Hacker News new | ask | show | jobs
by SeanBoocock 3420 days ago
Sure, the Steam Hardware Survey indicates as much. Most AAA games, however, sell the vast majority of their units on console platforms that have eight cores. If you are a developer/publisher targeting the top end of the market, you are highly incentivized to take full advantage of the multi-core console architecture. Also, the trend in CPU desktop architecture for the past decade has been more cores versus higher frequencies or large IPC improvements. Might as well architect your technology for parallelism now (consoles) and the future (mainstream PC consumers moving to four, six, and eight core processors). Those technology investments and trends eventually trickle down to smaller developers who aren't developing their own proprietary engines.
1 comments

Again this isn't about steam hardware survey it's about reality.

Out of the lastest 10 AAA titles only one I would call something that might be worth more than 4 cores and it's WD2.
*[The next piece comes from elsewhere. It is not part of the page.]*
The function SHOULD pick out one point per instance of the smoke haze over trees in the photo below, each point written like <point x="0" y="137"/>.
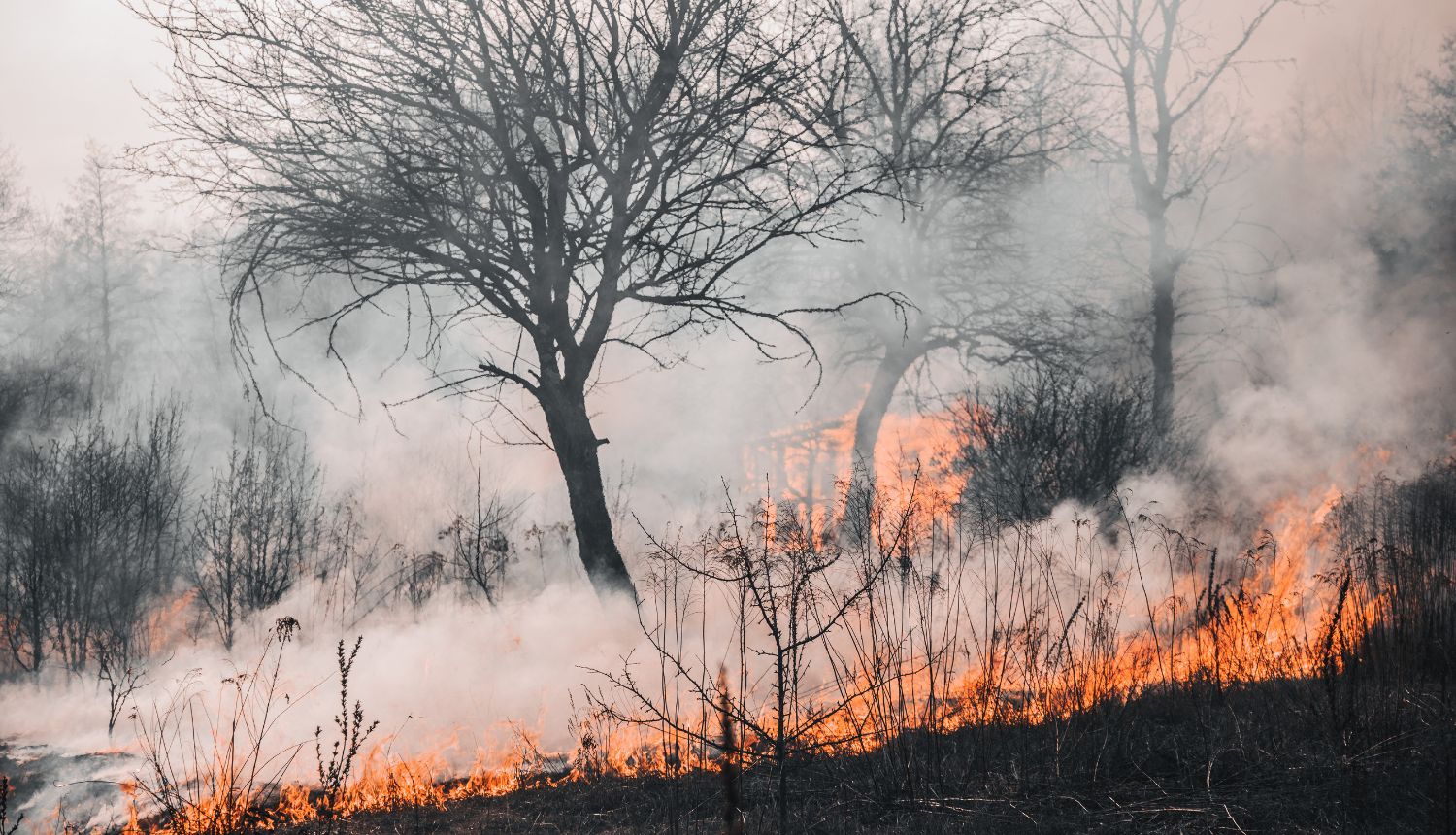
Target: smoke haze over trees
<point x="785" y="351"/>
2 cores on 100%, 2 more on 60-70% and 2 more on 20%. W/ HT it will be 2, 100% and the 10 left "cores" at about 15%.

And this is by far the best "multithreaded" game that came out in the past 8-12 months.

What devs do for consoles doesn't translates to PC, PCs come with a huge variety in hardware and unlike consoles where devs get 6-7 cores out of the 8 exclusively for their game on a PC they have to live with everything else from AV scans to Streaming.

No one is taking advantages of multicore CPUs because no one can do it right on a fragmented platform where you don't control over the runstate of the app, co-hosting and have zero knowledge about it's hardware and configuration.